Capítulo 4 ( final)
CENAS DA DITADURA PARA QUEM NÃO A CONHECEU E A DESEJA DE VOLTA ( 4- final )
Ditaduras têm uma característica bizarra, quase
surrealista: Sofrem de permanente
síndrome de pânico. Quando, mais poderes discricionários a ditadura acumula, ou
seja, ao se exacerbar a ânsia
totalitária, mais medos e suspeitas
existem entre os seus integrantes. O ditador desconfia da própria sombra, os que o cercam, desconfiam-se entre si. A surda competição por mais espaço na hermética estrutura autoritária faz com que todos se
empenhem numa disputa que acaba em autofagia
coletiva. Como animais ferozes na selva,
uns vão engolindo os outros.
Quando em 73 chegou a Sergipe o capitão de corveta Eduardo Pessoa Fontes, atravessávamos o auge
da ditadura, que, desde 13/12/ 68 estava entrincheirada no Ato Institucional n º 5. Retrocedíamos ao absolutismo com a supressão das
garantias e liberdades individuais , o Congresso e algumas Assembléias, entre elas a de
Sergipe, em compulsório recesso. O Ato previa confisco sumário de bens, banimento de brasileiros ou estrangeiros indesejáveis, e
até estabelecia a pena de morte.
Após o AI -5 criou-se a Comissão Geral de Inquérito , que
tinha sub-comissões em cada estado .
Ao Capitão dos Portos além das tarefas
rotineiras , acrescentava-se uma outra : a chefia da CGI. O capitão Eduardo padecia de algum distúrbio psíquico. Transformou a Capitania dos Portos numa réplica furiosa de soturno Tribunal da Inquisição.

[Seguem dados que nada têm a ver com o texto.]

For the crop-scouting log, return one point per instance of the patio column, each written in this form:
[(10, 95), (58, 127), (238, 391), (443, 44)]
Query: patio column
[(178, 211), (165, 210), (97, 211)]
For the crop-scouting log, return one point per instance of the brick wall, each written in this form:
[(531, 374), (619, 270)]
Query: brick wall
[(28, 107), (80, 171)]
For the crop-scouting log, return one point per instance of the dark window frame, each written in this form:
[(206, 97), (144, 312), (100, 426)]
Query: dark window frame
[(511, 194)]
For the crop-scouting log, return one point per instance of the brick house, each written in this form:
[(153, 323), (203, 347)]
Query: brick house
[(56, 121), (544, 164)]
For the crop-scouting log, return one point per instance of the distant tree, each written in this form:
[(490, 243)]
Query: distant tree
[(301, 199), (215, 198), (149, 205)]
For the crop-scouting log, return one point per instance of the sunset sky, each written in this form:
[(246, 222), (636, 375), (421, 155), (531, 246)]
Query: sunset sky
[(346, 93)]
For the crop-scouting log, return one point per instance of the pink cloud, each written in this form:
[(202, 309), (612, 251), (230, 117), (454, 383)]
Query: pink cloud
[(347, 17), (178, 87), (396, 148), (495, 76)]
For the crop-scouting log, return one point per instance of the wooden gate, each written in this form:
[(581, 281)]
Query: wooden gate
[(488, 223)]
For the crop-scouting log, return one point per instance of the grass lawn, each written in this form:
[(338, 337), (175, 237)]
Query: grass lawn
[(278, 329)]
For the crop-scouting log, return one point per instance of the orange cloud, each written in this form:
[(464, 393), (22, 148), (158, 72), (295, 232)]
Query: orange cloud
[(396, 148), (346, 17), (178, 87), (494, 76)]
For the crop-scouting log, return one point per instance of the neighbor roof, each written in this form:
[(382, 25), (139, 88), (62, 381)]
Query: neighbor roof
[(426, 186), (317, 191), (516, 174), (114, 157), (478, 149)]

Cercado de promotores, contadores e
advogados requisitados entre servidores públicos, começou a
convocar pessoas vistas como suspeitas para serem ouvidas em inquéritos
que instaurava . Os promotores públicos Heli Soares Nascimento e Carlos Leite, todavia , conseguiram
evitar que o ensandecido militar ampliasse o rol das suas arbitrariedades.
O truculento oficial mandou trazer, preso, da sua casa até à
Capitania, no dia 8 de dezembro de 73, um jornalista, acusando-o de estar a
serviço do senador Leandro Maciel, porque, no Diário de Aracaju, jornal dos
Diários Associados, do qual era editor,
houve , ao que se constatou depois, um erro de impressão cometido por um dos linotipistas e engolido
pelo revisor. Na matéria intitulada
¨Comissão Apura Venda de Terrenos de Marinha¨, produzida pelo hoje
desembargador Osório Ramos, que era
um dos principais redatores do jornal, em vez de ¨de marinha ¨, saiu ¨ da
marinha ¨ . O comandante entendeu que o jornalista o chamara de ladrão, e que isso
seria resultado das artimanhas do
senador Leandro , cujo mandato ele
queria cassar. O jornalista nunca, em
qualquer tempo, sequer conversara com
Leandro, e ao ser ameaçado pelo militar furibundo, os promotores Carlos
Leite e Heli Nascimento conseguiram aplacar-lhe a ira, explicando-lhe certos
aspectos da política sergipana que ele, obviamente, desconhecia.
O capitão desesperara-se por ter convocado Leandro à
Capitania e recebido de volta um bilhete
ríspido e altivo, assinado pelo senador. Demorou, até o oficial de patente
inferior compreender que Leandro era ¨homem da revolução ¨, amigo do Marechal do Ar
Eduardo Gomes e do general sergipano Humberto Melo, comandante
do 2º Exército.
Revoltado por não ter podido punir a todos que
desejava, retornou à rotina numa base naval do Rio de Janeiro. Ajeitou
uma pistola Colt-45 na boca e disparou, pondo fim aos seus atormentados e atormentadores dias.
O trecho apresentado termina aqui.